Sebab itu, ketika seorang merayakan idul fitri, dia akan berusaha dalam semua kegiatannya agar menjadi benar, baik, dan indah. Pada hakikatnya ketika seseorang ber-idul fitri, umat Islam mengenakan pakaian takwa, pakaian yang mereka tenun selama bulan Ramadhan, sekaligus pakaian yang mestinya mereka pakai sepanjang waktu, khususnya setelah manusia menempa diri selama sebulan penuh berpuasa.

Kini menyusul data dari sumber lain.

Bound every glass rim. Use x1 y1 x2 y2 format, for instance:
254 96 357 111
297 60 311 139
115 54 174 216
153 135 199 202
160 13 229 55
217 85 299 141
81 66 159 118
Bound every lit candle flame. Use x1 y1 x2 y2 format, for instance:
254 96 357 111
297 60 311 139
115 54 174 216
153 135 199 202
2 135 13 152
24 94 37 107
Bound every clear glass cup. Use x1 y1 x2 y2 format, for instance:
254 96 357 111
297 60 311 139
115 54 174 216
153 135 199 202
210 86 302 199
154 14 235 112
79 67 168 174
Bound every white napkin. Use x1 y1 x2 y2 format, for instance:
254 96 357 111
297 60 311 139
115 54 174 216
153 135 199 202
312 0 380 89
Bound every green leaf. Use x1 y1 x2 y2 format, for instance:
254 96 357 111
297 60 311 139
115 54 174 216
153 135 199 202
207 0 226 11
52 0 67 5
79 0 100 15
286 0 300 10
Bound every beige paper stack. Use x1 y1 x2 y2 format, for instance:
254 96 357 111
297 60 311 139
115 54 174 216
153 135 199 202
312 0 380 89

Dalam konteks ini, manusia harus mengingat pesan ilahi, “Janganlah kamu menjadi seperti seorang perempuan dalam cerita lama, mengurai kembali tenunannya, sehelai demi sehelai benang dalam tenunannya”.

Artinya, jangan sampai setelah mencapai fitri, kita melepaskan kendali sehingga kita kembali melakukan hal-hal yang tidak dibenarkan oleh agama. Dengan memasuki idul fitri atau dengan memasuki bulan syawal yang artinya meningkat, manusia diharapkan meningkatkan segala keindahan, kebenaran, kebaikannya, dan meningkatkan ilmunya. Demikianlan makna kesyukuran kepada Allah SWT dan makna di balik hakikat idul fitri. (Fathoni)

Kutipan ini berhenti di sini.